BIN IT! That was the first thought which came to mind when I saw the hole in number one cylinder, and I must admit the block came real close to becoming scrap metal.
I was digging around for a decent 265 Hemi to slot into my VG Valiant wagon and under the parts shelf there was a motor that used to make around 200 horses at the back wheels in my Centura many moons ago. So I dragged the short block out to give it a degrease and that’s when the trouble started. The water pump wouldn’t turn.
Okay, I thought, it hasn’t been in a car for the best part of eight years so maybe the pump has seized, but after removing the pump I saw my problems were a whole lot more serious than that. At some point the water pump had been given a big enough hit to knock the pump shaft back through the bore of cylinder number one. Shit!
How and when it happened, I’m not totally sure, but the engine has been several house moves and some of those moves have been pretty rough and ready.

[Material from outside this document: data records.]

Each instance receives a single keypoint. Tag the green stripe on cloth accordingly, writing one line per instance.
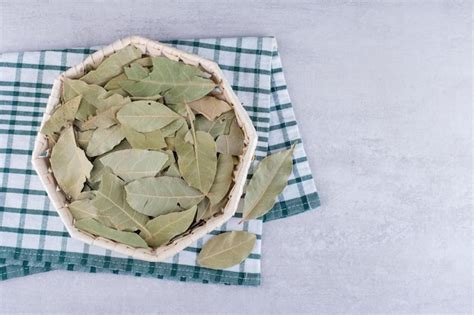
(32, 236)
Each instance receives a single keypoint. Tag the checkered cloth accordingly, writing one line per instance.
(32, 236)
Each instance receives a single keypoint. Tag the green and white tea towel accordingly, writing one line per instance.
(33, 238)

None of my other Hemi sixes were ready to drop in, so my choices were bin this one and build one of the others, buy one in good condition, or save this block and build it up. Given that good 265 Hemi blocks aren’t exactly falling from the skies these days I’ve opted to try and save this one.
Loading the short block into the back of the Falcon wagon, I headed down to Johnny Pilla at Powerhouse Engines in Warragul and showed him what I had; “Yep, we can save that,” he said straight away. Then he pointed me towards the spanners and said, “Strip it down, and we’ll throw it in the tank.”
So that’s our starting point. Follow along as we spend a day sleeving and saving this Hemi six from the scrap bin. Just because it’s got a hole in the bore doesn’t mean it’s ready to be hung off the end of a boat chain just yet, and with original iron getting harder to find, it’s applicable to all brands. So don’t go tossing that genuine XU1 or GT block just yet; check out what we started with and ask yourself, “Can I save it?”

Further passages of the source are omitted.